A partir de las 22:00 horas los voluntarios se han ido concentrando y reuniendo en la sede d'Arrels Fundació para recibir formación. A sido a medianoche cuando han empezado el trabajo. Las 700 personas se han distribuido en pequeños grupos y se han ido esparciendo por diferentes zonas de Barcelona. El objetivo de este año era cubrir el mayor número de barrios posible.

SITUACIÓN DE VULNERABILIDAD

Las preguntas que hacían a la gente eran sobre vulnerabilidad, su situación personal o algún apunte general. Durante tres horas, los voluntarios han conseguido hablar con muchas personas.

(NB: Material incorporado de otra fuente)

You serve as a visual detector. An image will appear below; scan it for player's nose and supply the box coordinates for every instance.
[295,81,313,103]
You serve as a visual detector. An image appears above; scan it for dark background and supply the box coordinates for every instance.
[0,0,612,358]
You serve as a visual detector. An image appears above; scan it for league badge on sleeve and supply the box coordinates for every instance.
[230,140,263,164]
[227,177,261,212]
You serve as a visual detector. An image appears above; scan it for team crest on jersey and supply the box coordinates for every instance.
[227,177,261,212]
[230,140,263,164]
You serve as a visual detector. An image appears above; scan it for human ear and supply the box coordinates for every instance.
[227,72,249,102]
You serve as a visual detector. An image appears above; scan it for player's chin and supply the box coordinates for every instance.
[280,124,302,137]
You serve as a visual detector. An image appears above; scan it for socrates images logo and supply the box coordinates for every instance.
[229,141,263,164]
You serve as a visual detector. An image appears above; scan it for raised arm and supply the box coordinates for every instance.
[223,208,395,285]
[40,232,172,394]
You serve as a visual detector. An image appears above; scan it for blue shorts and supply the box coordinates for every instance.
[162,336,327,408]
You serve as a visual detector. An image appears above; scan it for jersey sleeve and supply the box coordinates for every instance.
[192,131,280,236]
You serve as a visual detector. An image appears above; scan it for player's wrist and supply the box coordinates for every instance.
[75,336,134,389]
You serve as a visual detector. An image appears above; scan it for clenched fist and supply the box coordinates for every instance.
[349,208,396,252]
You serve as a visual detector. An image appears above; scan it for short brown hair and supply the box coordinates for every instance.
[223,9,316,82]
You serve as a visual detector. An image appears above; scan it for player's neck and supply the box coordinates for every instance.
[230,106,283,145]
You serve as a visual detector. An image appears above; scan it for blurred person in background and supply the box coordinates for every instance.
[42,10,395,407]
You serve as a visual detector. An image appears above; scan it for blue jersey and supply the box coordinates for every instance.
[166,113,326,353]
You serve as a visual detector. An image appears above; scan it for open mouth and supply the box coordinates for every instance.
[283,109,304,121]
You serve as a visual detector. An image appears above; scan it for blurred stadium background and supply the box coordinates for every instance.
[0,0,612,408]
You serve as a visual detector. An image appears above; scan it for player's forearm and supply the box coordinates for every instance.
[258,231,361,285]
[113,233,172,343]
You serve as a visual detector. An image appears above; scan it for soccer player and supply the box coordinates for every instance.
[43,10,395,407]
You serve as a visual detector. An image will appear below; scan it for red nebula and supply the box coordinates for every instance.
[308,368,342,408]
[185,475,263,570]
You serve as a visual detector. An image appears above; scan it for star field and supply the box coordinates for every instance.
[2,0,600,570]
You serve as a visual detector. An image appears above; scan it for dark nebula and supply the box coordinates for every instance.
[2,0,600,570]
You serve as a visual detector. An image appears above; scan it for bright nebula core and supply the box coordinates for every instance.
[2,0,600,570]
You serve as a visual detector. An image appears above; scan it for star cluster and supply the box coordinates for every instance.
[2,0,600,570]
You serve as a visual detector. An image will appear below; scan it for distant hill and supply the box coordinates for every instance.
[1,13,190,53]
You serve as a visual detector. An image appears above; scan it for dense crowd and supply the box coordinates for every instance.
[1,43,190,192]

En total, han hecho una treintena de preguntas a cada sintecho y con la información recogida, Arrels Fundació realizará un informe preciso.

Según el director de la entidad, Ferran Busquets, los datos servirán para mejorar los recursos existentes, detectar necesidades nuevas y arrancar alternativas para afrontar la situación en la capital catalana.

Es la cuarta vez que la fundación realiza el censo y, en algún caso, los sintecho no han querido responder. Ha sido entonces -y como mejora de los años anteriores-, que Arrels Fundació ha recogido los rasgos físicos de cada persona para sacar unas conclusiones.